New research: The homeowners association, in conjunction with the University of Southern California’s Marshall School of Business, has created an extensive Excel workbook as a comparative tool to evaluate the budgetary revenues and expenses of three competing resort municipalities in the region: Vail, Breckenridge and Aspen.
The purpose of this tool is to track and assess key economic factors
and their effect on community progress. Analysis is ongoing, and updates will be provided as they become available.
The search for exceptional decision makers in challenging times: Eight candidates for the four vacant seats in the Nov. 8 Town Council election have taken the stage. Fewer new faces are stepping forward.
The smaller-than-normal lineup is dominated by incumbents and encore performances from former council members. Times have changed. Voters should make certain that those desiring to serve on the Town Council have a policy agenda adjusted to the new realities caused by the Great Recession.
The challenges ahead are daunting deterrents to public service from even the most well-intentioned citizen. To retain its leading position among mountain resort communities, Vail must attract practical, forward-thinking decision makers. Candidates must demonstrate that they have the skills necessary to make informed local decisions against an increasingly complex backdrop of both national and global conditions. Desirable traits of a good decision maker are not inherited just by occupying a position within town government, elected or otherwise. They are attained through higher education, international travel, successful business experience and respect for cultural differences. Nevertheless, a working knowledge of how Vail Town Hall operates is useful to a candidate to avoid falling in line with the preorchestrated agendas of others.

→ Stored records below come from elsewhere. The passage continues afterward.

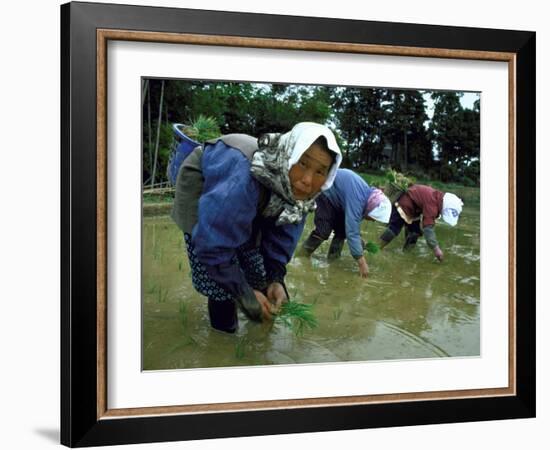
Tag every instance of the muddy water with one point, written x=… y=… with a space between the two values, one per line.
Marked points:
x=411 y=306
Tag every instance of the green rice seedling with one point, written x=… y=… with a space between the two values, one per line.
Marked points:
x=297 y=316
x=151 y=287
x=162 y=295
x=182 y=309
x=372 y=248
x=337 y=312
x=240 y=347
x=202 y=128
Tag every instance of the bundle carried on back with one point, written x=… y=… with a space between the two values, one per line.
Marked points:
x=396 y=184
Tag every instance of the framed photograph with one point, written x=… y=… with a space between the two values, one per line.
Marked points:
x=397 y=320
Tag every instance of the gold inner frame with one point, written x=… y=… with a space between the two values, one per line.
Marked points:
x=104 y=35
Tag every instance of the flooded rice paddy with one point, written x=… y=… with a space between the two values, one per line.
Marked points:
x=411 y=306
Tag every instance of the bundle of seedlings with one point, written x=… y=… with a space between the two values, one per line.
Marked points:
x=396 y=184
x=202 y=129
x=372 y=248
x=296 y=316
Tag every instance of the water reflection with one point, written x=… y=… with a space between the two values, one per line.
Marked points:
x=410 y=306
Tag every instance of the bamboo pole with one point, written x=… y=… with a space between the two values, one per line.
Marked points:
x=158 y=134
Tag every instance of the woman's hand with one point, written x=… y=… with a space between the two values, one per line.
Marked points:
x=265 y=304
x=276 y=294
x=363 y=267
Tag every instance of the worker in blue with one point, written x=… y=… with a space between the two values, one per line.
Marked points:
x=341 y=209
x=241 y=203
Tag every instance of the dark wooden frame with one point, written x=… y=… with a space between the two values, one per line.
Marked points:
x=85 y=417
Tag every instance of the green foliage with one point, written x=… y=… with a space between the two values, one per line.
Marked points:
x=202 y=129
x=297 y=316
x=372 y=248
x=376 y=128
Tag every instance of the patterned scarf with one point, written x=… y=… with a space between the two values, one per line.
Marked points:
x=270 y=166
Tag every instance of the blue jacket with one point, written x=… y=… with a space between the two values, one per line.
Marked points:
x=228 y=218
x=349 y=194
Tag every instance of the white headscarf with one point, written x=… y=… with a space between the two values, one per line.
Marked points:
x=452 y=207
x=299 y=139
x=271 y=164
x=382 y=212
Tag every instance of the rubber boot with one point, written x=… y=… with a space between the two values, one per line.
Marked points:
x=311 y=244
x=223 y=315
x=335 y=249
x=386 y=237
x=410 y=240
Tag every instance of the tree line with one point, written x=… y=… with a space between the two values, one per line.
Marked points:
x=376 y=128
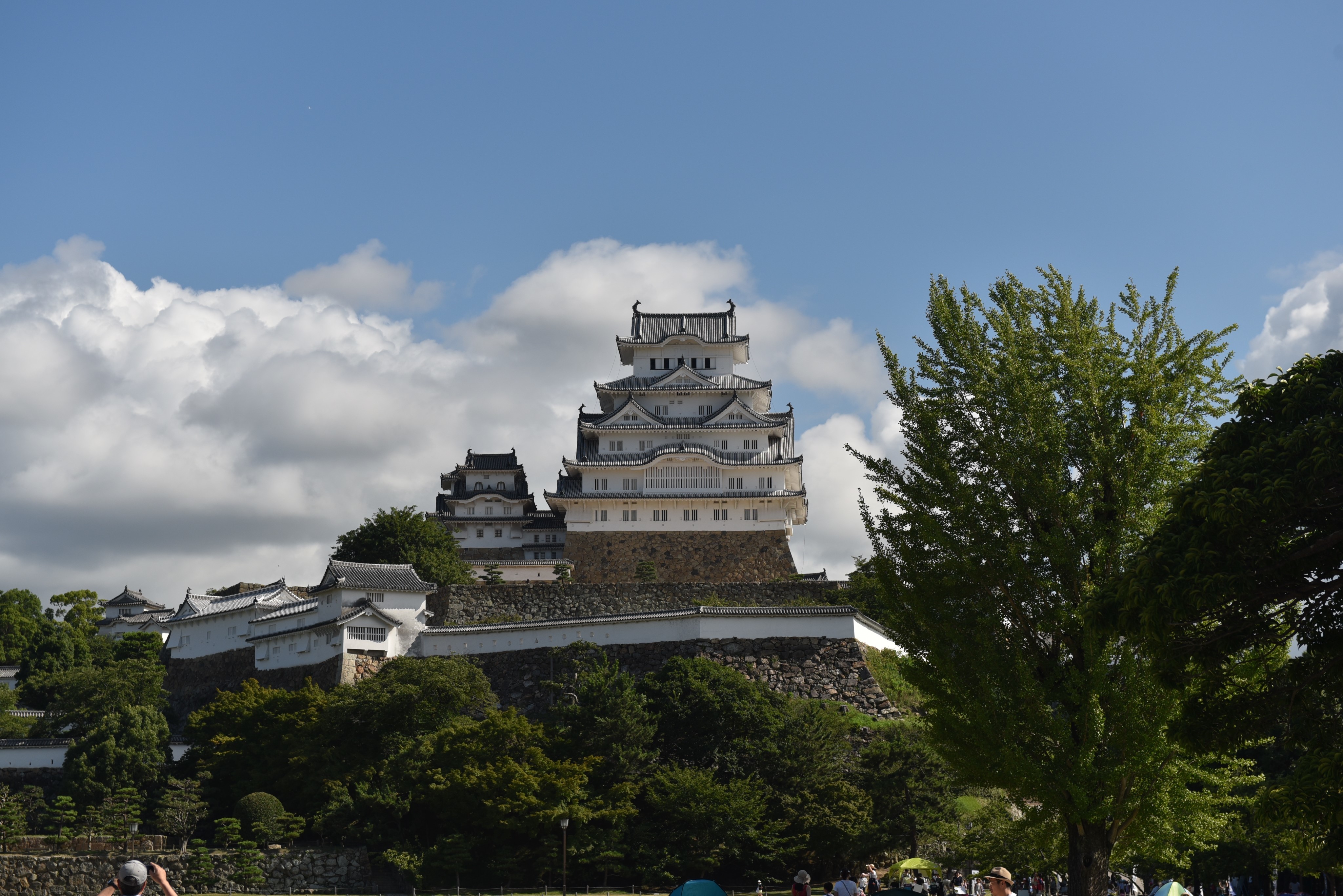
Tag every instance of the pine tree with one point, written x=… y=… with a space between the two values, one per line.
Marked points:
x=248 y=871
x=201 y=867
x=62 y=815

Increasingly, advanced financial, analytical and communication skills are a prerequisite. The council needs to justify to the broader resident and nonresident community how, where, when and why it is spending town funds. It needs the ability to dissect budgets and to analyze and challenge return-on-investment assessments from financial and other evaluative reports.
The town is experiencing shrinkage in some of its revenue sources. Debates over the town budget have become more
contentious and have greater
As of the end of September, current revenues are lagging 3.1 percent ($1.2 million) behind this time last year, mainly due to a decrease in real estate transfer tax revenues.

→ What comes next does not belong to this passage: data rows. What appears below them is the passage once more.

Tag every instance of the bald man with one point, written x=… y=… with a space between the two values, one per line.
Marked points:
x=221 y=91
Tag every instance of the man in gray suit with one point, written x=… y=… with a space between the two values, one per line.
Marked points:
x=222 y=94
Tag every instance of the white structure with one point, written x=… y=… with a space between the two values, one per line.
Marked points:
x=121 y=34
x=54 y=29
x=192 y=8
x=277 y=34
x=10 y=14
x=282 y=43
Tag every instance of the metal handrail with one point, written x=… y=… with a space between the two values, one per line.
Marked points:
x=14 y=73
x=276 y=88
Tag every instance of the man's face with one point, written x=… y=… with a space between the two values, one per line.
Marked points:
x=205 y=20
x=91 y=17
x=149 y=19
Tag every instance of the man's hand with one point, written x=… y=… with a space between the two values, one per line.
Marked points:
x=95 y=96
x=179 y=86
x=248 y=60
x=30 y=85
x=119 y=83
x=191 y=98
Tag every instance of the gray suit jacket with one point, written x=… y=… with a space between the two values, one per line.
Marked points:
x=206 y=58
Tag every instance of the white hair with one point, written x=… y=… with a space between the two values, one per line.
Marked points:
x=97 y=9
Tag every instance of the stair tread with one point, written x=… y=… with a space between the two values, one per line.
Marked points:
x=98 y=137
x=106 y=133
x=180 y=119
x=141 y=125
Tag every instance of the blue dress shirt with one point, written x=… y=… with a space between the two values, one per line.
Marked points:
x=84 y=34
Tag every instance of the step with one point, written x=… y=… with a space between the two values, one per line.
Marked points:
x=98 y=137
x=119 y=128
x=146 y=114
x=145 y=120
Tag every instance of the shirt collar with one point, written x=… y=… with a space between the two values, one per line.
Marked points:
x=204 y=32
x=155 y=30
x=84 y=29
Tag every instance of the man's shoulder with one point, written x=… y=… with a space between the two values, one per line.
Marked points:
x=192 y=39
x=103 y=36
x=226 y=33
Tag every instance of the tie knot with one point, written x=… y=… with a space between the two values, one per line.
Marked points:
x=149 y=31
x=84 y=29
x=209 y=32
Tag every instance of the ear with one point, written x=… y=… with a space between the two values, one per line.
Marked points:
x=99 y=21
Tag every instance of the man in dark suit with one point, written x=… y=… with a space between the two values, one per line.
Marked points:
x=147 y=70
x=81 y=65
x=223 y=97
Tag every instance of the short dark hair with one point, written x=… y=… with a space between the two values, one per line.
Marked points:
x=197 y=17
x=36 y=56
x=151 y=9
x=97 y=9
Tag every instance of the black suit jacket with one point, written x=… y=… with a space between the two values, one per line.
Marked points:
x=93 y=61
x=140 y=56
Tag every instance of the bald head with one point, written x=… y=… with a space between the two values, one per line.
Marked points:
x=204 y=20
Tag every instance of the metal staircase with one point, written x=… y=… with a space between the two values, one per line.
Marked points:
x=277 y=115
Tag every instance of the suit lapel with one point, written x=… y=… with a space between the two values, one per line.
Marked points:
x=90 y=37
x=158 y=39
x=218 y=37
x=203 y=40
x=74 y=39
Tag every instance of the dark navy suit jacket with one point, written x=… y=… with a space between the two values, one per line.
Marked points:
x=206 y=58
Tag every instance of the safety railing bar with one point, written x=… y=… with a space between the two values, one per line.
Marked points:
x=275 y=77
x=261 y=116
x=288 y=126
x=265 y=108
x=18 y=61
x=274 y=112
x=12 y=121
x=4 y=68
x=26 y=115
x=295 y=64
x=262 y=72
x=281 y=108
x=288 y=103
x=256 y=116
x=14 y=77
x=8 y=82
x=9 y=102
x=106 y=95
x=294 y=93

Tough evaluations are necessary to determine whether a particular budget proposal is a pet project town administrators “want” or a “need” as defined by community constituents. Turbulent conditions require sustaining and advancing the community’s core private-sector tourism and real estate economic drivers by putting heads in hotel beds, feet on the streets, owners in homes and workers in jobs.
In these troubled times, vacillation breeds uncertainty. Voters should require more of their elected decision makers than tenacious bravado. It is their primary responsibility to study, question, compromise and move on, leading the community’s agenda steadily forward. Extracting and transferring financial tribute from one economic developer to the competitive gain of another, including to the town of Vail (which itself has become a competing economic developer), is fraught with the perception of hypocrisy. Furthermore, it serves only to thwart the private sector’s pursuit of stimulating economic development, which results in slowing job creation.
Using town resources to save Vail’s middle income residents through the technique of local government transfer subsidies is becoming less financially feasible. This ongoing practice must be shifted to incentivizing the private sector by stimulating individual and corporate initiative to create opportunities for better-paying jobs.
The context surrounding a Town Council member’s judgments must be above reproach or personal gain, whether financial or political, for themselves, other institutions or special interests they may represent. To do otherwise is to encourage ongoing factional gridlock.
Importantly, council candidates need to express their views on how they intend to strengthen the benefits of having a strong, financially stable partner in Vail Resorts, particularly when compared with the alternatives.